1. Auction Day Requirements: All bidders must be pre-registered. I hereby agree to sign the Lease with City of Atlantic City immediately upon the conclusion of bidding and place a 10% deposit within 48 hours. The first years rent will be due upon receipt of a fully executed lease from the City of Atlantic City along with the cost of publication.
2. I recognize that this is an Auction Sale and is not subject to an attorney review period. I will review the contract of lease prepared by Seller’s Counsel prior to the auction.
3. I have read the terms of this sale and said terms are incorporated herein by reference, as are any public announcements made sale day.

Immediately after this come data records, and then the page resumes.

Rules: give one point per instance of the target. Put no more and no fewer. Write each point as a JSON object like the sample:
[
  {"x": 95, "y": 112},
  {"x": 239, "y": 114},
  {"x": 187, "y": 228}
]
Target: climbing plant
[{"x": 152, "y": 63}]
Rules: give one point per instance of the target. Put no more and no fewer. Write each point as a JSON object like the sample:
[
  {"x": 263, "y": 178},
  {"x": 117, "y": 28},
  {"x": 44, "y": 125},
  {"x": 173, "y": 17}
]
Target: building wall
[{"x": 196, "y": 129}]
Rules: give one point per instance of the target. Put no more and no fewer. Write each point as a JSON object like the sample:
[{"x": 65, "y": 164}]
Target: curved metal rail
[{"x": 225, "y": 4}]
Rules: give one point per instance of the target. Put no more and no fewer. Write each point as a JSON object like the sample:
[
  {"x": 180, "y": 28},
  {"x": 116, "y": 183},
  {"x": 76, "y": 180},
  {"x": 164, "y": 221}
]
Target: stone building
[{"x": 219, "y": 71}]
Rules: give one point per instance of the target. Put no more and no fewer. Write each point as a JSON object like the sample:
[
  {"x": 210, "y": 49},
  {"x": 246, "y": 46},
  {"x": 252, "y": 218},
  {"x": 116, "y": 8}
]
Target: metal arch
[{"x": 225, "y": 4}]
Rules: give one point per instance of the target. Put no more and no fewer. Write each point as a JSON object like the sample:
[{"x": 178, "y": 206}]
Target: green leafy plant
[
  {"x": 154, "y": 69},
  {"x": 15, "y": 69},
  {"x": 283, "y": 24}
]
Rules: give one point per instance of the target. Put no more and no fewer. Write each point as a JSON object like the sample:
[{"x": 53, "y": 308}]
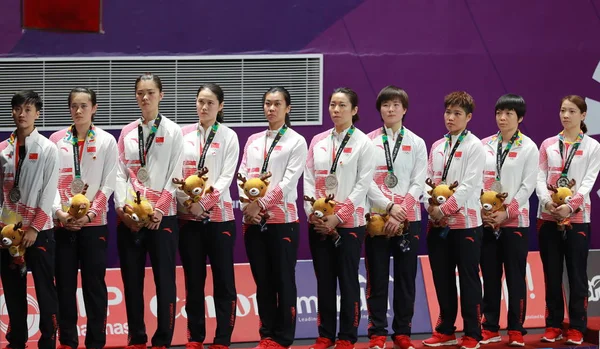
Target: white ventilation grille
[{"x": 244, "y": 80}]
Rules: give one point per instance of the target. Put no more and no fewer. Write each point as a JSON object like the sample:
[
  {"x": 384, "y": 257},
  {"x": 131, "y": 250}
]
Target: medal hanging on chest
[
  {"x": 331, "y": 181},
  {"x": 143, "y": 175},
  {"x": 390, "y": 179}
]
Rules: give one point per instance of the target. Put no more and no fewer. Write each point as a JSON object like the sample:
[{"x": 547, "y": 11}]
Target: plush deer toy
[
  {"x": 12, "y": 236},
  {"x": 254, "y": 188},
  {"x": 141, "y": 211},
  {"x": 79, "y": 204},
  {"x": 324, "y": 207},
  {"x": 440, "y": 194},
  {"x": 491, "y": 202},
  {"x": 193, "y": 186},
  {"x": 560, "y": 196}
]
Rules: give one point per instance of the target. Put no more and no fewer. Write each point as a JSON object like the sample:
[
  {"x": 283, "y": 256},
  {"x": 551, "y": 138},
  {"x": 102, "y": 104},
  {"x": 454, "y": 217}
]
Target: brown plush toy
[
  {"x": 12, "y": 236},
  {"x": 324, "y": 207},
  {"x": 439, "y": 195},
  {"x": 193, "y": 186},
  {"x": 491, "y": 202},
  {"x": 79, "y": 205},
  {"x": 141, "y": 211},
  {"x": 560, "y": 196},
  {"x": 255, "y": 188},
  {"x": 376, "y": 222}
]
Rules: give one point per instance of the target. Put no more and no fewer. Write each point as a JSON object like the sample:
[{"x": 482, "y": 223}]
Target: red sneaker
[
  {"x": 343, "y": 344},
  {"x": 469, "y": 343},
  {"x": 268, "y": 343},
  {"x": 574, "y": 336},
  {"x": 322, "y": 343},
  {"x": 377, "y": 342},
  {"x": 403, "y": 342},
  {"x": 194, "y": 345},
  {"x": 552, "y": 334},
  {"x": 515, "y": 339},
  {"x": 440, "y": 339},
  {"x": 136, "y": 346},
  {"x": 490, "y": 337},
  {"x": 218, "y": 346}
]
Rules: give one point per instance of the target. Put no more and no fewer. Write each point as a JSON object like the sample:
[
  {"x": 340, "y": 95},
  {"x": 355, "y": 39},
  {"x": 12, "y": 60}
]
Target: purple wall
[{"x": 541, "y": 49}]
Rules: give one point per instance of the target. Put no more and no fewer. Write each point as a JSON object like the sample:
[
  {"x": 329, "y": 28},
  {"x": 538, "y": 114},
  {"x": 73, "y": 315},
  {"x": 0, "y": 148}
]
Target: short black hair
[
  {"x": 217, "y": 91},
  {"x": 392, "y": 93},
  {"x": 512, "y": 102},
  {"x": 27, "y": 97},
  {"x": 149, "y": 76},
  {"x": 352, "y": 97},
  {"x": 286, "y": 97}
]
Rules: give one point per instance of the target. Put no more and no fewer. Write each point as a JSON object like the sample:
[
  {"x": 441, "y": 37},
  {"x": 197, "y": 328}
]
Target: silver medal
[
  {"x": 331, "y": 182},
  {"x": 77, "y": 186},
  {"x": 143, "y": 175},
  {"x": 15, "y": 194},
  {"x": 496, "y": 186},
  {"x": 390, "y": 180},
  {"x": 562, "y": 182}
]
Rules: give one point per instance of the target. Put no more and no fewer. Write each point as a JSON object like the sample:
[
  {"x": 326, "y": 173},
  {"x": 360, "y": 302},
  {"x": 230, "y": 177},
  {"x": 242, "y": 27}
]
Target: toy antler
[
  {"x": 265, "y": 176},
  {"x": 502, "y": 196},
  {"x": 311, "y": 199},
  {"x": 178, "y": 181},
  {"x": 202, "y": 171},
  {"x": 430, "y": 183}
]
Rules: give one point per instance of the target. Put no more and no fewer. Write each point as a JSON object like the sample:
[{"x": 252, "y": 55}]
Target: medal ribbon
[
  {"x": 204, "y": 148},
  {"x": 451, "y": 156},
  {"x": 340, "y": 149},
  {"x": 390, "y": 160},
  {"x": 18, "y": 165},
  {"x": 267, "y": 155},
  {"x": 143, "y": 151},
  {"x": 78, "y": 149},
  {"x": 501, "y": 155}
]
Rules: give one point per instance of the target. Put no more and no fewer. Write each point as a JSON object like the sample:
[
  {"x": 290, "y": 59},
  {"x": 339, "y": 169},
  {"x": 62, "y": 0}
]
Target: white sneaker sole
[
  {"x": 397, "y": 347},
  {"x": 491, "y": 340},
  {"x": 547, "y": 340},
  {"x": 476, "y": 347},
  {"x": 451, "y": 342}
]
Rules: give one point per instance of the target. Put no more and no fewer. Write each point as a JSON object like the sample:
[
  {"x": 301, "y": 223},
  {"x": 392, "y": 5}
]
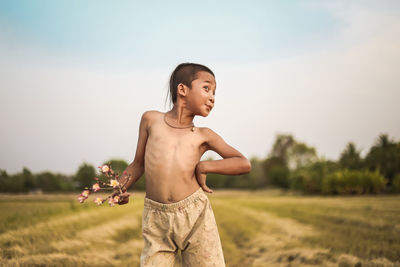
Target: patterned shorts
[{"x": 188, "y": 225}]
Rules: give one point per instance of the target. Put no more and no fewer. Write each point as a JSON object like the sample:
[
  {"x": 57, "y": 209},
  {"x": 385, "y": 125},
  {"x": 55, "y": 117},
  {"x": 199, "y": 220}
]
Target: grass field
[{"x": 261, "y": 228}]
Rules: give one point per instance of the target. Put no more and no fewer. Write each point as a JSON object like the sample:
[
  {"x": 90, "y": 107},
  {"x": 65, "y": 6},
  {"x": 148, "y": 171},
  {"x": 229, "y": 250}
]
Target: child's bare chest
[{"x": 165, "y": 143}]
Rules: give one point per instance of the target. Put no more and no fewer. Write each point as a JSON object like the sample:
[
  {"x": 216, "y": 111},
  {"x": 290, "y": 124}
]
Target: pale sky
[{"x": 75, "y": 76}]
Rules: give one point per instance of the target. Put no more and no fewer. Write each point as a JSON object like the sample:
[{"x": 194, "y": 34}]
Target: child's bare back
[
  {"x": 171, "y": 156},
  {"x": 177, "y": 213}
]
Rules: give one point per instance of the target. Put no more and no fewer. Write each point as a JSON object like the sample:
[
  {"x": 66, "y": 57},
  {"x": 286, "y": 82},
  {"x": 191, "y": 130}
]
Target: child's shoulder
[
  {"x": 208, "y": 133},
  {"x": 151, "y": 115}
]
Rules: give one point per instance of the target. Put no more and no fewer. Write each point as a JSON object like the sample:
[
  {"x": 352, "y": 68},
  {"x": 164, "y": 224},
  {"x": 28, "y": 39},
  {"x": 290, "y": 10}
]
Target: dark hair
[{"x": 184, "y": 73}]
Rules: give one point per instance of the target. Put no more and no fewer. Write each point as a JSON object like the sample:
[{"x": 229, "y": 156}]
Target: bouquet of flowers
[{"x": 111, "y": 183}]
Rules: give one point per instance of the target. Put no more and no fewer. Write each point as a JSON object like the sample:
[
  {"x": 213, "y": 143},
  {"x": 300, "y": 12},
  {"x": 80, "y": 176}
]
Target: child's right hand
[
  {"x": 123, "y": 198},
  {"x": 201, "y": 178}
]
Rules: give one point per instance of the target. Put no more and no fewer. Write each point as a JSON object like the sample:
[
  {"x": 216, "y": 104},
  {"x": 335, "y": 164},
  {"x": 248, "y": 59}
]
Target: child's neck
[{"x": 180, "y": 115}]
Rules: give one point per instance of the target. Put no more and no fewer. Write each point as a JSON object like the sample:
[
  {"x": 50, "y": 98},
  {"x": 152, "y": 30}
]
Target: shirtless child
[{"x": 177, "y": 213}]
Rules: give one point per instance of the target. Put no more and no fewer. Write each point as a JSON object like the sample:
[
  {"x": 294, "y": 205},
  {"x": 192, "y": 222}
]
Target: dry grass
[{"x": 262, "y": 228}]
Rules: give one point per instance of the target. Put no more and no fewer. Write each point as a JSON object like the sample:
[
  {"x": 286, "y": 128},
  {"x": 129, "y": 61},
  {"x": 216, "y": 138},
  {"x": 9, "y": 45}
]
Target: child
[{"x": 177, "y": 213}]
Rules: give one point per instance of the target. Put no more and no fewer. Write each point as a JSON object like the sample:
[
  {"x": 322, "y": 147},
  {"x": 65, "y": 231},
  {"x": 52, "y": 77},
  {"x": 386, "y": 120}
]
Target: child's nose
[{"x": 212, "y": 98}]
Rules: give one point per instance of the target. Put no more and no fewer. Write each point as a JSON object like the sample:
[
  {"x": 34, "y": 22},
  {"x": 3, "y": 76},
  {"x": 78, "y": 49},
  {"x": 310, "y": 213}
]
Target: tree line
[{"x": 289, "y": 165}]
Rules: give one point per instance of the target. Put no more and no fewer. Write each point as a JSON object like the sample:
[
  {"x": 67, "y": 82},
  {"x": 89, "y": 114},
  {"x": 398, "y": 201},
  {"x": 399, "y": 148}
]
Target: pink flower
[
  {"x": 105, "y": 168},
  {"x": 111, "y": 202},
  {"x": 98, "y": 201},
  {"x": 81, "y": 199},
  {"x": 96, "y": 187},
  {"x": 85, "y": 193},
  {"x": 114, "y": 183}
]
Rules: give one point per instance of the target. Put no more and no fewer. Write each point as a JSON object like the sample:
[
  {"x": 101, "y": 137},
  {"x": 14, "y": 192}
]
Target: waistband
[{"x": 173, "y": 206}]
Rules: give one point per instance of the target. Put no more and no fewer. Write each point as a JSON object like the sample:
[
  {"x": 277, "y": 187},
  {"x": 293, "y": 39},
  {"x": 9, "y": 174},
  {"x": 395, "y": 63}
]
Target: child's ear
[{"x": 182, "y": 89}]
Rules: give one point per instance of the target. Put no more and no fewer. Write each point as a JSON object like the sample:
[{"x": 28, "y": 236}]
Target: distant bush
[
  {"x": 309, "y": 179},
  {"x": 396, "y": 183},
  {"x": 353, "y": 182}
]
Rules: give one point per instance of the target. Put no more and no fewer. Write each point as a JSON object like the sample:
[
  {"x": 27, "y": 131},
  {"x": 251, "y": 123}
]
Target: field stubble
[{"x": 262, "y": 228}]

4. I agree to review the Property Information Packet prior to participating in Auction.
5. A Buyer’s Premium of 10% of the Bid Price will be added to the bid price.
Leases are being sold subject to Confirmation and Approval of City of Atlantic City.
6. If any check given in payment is not honored for any reason, I agree, whether said check be signed by me as maker or endorser, that if such check is placed in the hands of any attorney for collection, to pay all reasonable attorney’s fees, together with all costs of suit in the event is instituted.
7. Bidder acknowledges that the lease is being auctioned by Max Spann Real Estate & Auction Co. (“Spann”) subject to all faults, and specifically and expressly without any warranties, representations or guarantees, either express or implied, of any kind, nature, or type whatsoever from Spann in its own capacity or as the agent, servant or employee of the seller of the property. Bidder further acknowledges that Spann has not made any independent investigation of the condition of the property or examined, verified or confirmed the validity of any information, documents, literature, maps or sketches, pro-forms, or any other written documents provided in the Property Information Packet.
Bidder and Bidder’s heirs, transferees, administrators, personal representatives, trustees, successors and assigns, forever waive, release, discharge and hold Spann harmless, from any claim it has, might have had, or may have against Spann with respect to:
a. The condition of the Premises, either patent or latent, of any nature whatsoever, including environmental contamination;
b. Buyer's ability or inability to obtain or maintain building permits, temporary or final certificates of occupancy or other licenses for the use or operation of the Premises, and/or certificates of compliance for the Premises;
c. The actual or potential income or profits to be derived from the Premises;
d. Any other state of facts which exist with respect to the Premises which at the time of closing were not the subject of actual knowledge on the part of Seller.